From a machine perspective, these suggestions would be good enough as they’re full term suggestions, different terms and returns results. From a human perspective, they are redundant. We would be suggesting plurals or even the same term with the word in a different order.

To avoid this situation we could use a term distance algorithm like Levenshtein or Jaro-Winkler that calculates the distance between two strings. Given that distance and after setting a threshold, a term would be considered enough similar to another one to be, or not to be, taken into consideration by your suggestions engine.

There are many websites on the internet that compare the distance of two strings using different algorithms , one of these is this one.

For example the terms “shirt” and “shirts” would offer the following distance using Levenshtein would be 83 while using Jaro-Winkler it would be 97.

A higher value points to the terms being more similar since as much the value is closer to 100 the terms would be considered more similar.

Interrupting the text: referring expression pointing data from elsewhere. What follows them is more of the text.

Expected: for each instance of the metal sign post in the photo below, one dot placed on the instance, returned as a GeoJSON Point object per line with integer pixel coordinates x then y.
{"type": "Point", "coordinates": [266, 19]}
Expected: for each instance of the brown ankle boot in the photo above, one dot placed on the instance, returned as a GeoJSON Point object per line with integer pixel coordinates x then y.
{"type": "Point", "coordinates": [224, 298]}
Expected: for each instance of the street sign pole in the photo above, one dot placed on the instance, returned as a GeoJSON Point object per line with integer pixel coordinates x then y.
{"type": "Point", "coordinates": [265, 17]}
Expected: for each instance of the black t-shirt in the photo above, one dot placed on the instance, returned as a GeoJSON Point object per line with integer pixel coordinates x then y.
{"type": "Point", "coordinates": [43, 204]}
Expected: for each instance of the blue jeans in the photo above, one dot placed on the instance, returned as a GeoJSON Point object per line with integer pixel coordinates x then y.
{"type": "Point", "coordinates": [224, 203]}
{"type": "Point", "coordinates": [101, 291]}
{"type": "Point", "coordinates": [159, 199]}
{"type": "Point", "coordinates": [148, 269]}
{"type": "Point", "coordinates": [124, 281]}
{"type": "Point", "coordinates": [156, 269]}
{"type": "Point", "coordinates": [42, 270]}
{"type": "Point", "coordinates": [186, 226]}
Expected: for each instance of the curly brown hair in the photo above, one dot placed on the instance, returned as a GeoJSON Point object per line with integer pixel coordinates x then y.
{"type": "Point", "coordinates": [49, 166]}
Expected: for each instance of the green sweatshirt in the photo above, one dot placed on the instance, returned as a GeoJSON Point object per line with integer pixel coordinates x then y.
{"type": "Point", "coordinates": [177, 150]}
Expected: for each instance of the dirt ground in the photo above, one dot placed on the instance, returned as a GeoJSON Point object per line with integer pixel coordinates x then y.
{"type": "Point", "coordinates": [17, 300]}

However, if we have two very similar terms, which one should we select? This needs to be the most relevant based on the criteria we’ve chosen — amount of clicks, amount of occurrences etc.

In the case of terms that contain the same words but in a different order, this can’t be processed directly by using a term distance algorithm. For example the distance between “red shirt” and “shirt red” would be 11 using Levenshtein while using Jaro-Winkler it would be 71.

These results show that the terms could be considered as totally different but we know that this isn’t the case. A possible solution to solve this situation is to evaluate the distance for the cartesian product of the words that are contained within each term.

Conclusion

A core aspect for all search engines is that relevant data is a must. Suggestions are a key part of the data that we return to the user so, to summarise, the following points outline how to design a good suggestion system:

Offer suggestions only if they are relevant and good enough to provide genuine guidance during the search experience. It’s important to have suggestions on your search engine but only if they are relevant for the users.
A good data analysis is the first step for a good suggestion system.
There is no silver bullet. You need to decide the best action for improving your suggestions based on how your users are using your search engine.
A good suggestion should be meaningful and relevant.
To create good suggestions, you need to use all the data that you have available.